A recent study showed that in response to bursts of LOT activity similar to M/T cell output during olfactory stimuli (Cang and Isaacson, 2003; Margrie and Schaefer, 2003), layer 1 interneurons provide early-onset, transient dendritic inhibition of principal neurons, which effectively enforces late temporal integration of bursting inputs (Stokes and Isaacson, 2010). In contrast, layer 3 fMP cells preferentially fire late during bursting input and mediate late-onset somatic inhibition (Stokes and Isaacson, 2010). The authors therefore suggested that synaptic inhibition shifts from the dendrite to the soma of principal neurons in response to sensory stimulation (Stokes and Isaacson, 2010). As sensory synapses are uniquely localised to the apical dendritic layer in the PC, it is thought that the apparent dendro-somatic routing of inhibition makes intuitive sense, as it follows the flow of olfactory sensory information, from a region of synaptic integration to a region of spike output (Stokes and Isaacson, 2010).

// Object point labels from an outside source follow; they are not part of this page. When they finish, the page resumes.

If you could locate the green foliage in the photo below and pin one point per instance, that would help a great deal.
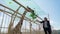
(33, 15)
(10, 2)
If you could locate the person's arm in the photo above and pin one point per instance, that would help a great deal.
(40, 21)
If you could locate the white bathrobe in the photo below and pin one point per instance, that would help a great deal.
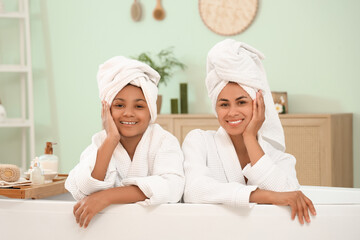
(156, 168)
(214, 174)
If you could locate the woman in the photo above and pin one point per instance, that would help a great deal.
(132, 159)
(243, 161)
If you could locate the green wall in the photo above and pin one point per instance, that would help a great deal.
(311, 50)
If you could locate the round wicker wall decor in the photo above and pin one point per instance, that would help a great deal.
(228, 17)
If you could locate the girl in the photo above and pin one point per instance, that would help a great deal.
(132, 159)
(244, 160)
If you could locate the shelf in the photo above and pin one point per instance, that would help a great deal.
(12, 15)
(37, 191)
(13, 68)
(15, 122)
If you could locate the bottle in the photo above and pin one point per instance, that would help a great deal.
(48, 161)
(2, 113)
(36, 175)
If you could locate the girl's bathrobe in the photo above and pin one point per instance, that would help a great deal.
(214, 174)
(156, 168)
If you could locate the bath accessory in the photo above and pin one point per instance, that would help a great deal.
(36, 174)
(174, 106)
(48, 175)
(159, 13)
(9, 172)
(2, 113)
(183, 98)
(136, 11)
(49, 161)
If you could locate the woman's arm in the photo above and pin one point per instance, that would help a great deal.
(300, 205)
(202, 183)
(88, 207)
(107, 148)
(253, 147)
(274, 170)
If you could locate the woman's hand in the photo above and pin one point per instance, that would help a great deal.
(88, 207)
(108, 122)
(300, 205)
(258, 116)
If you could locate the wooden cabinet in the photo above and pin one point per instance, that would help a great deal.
(321, 143)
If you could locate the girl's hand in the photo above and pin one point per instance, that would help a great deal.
(88, 207)
(300, 205)
(258, 116)
(108, 122)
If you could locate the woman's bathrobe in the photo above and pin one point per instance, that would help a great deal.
(214, 174)
(156, 168)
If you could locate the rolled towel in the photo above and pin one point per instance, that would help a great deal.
(117, 72)
(9, 172)
(233, 61)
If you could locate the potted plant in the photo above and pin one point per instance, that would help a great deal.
(164, 63)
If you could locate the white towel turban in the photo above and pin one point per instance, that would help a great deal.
(232, 61)
(117, 72)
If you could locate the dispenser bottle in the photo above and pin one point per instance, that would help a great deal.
(36, 175)
(48, 161)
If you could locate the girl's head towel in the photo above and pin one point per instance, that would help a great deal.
(117, 72)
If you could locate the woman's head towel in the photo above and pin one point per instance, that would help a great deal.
(232, 61)
(117, 72)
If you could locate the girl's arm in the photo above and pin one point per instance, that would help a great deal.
(88, 207)
(300, 205)
(107, 148)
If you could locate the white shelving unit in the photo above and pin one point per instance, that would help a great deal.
(26, 122)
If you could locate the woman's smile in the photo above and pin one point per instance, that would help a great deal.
(128, 122)
(234, 123)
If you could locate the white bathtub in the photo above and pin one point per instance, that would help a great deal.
(338, 217)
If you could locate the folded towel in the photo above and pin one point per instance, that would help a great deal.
(18, 183)
(9, 172)
(117, 72)
(232, 61)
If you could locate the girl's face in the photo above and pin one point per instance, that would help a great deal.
(130, 112)
(234, 109)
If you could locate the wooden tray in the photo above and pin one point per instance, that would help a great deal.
(37, 191)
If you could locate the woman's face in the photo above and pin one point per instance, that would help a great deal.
(130, 112)
(234, 109)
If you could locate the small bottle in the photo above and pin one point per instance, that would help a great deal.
(36, 175)
(48, 161)
(2, 113)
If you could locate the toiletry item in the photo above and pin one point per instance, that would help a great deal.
(159, 12)
(49, 161)
(36, 175)
(174, 106)
(9, 172)
(1, 6)
(183, 98)
(2, 113)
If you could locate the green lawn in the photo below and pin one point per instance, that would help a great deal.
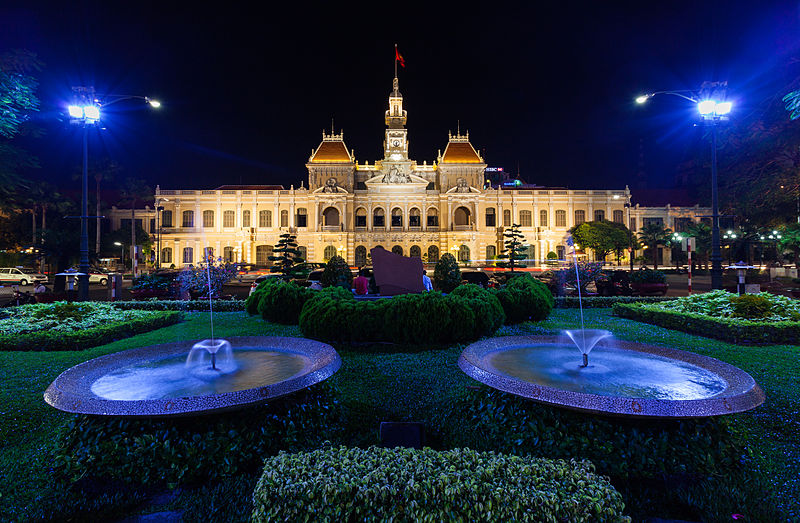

In contrast, Suzuki and Bekkers showed that each of the three PC cortical laminae contains at least two types of functionally distinct interneurons, providing either early-onset or late-onset inhibition in response to naturalistic bursting input (Suzuki and Bekkers, 2010b). These results indicate that the five identified classes of interneurons appear to be differentially engaged in phasic inhibition in a layer- specific manner in response to simulated odour stimulation. The authors therefore suggested that the different types of interneurons are ideally poised to provide temporally precise inhibition at different phases of the respiratory cycle (Suzuki and Bekkers, 2010b).

Interestingly, empirical data indicate that SL and SP cells are differentially affected by synaptic inhibition. In response to simulated feedback inhibition, LOT-evoked spiking is powerfully inhibited in SP cells but not in SL cells (Suzuki and Bekkers, 2012). These results further reinforce the functional distinction between the two classes of principal neurons.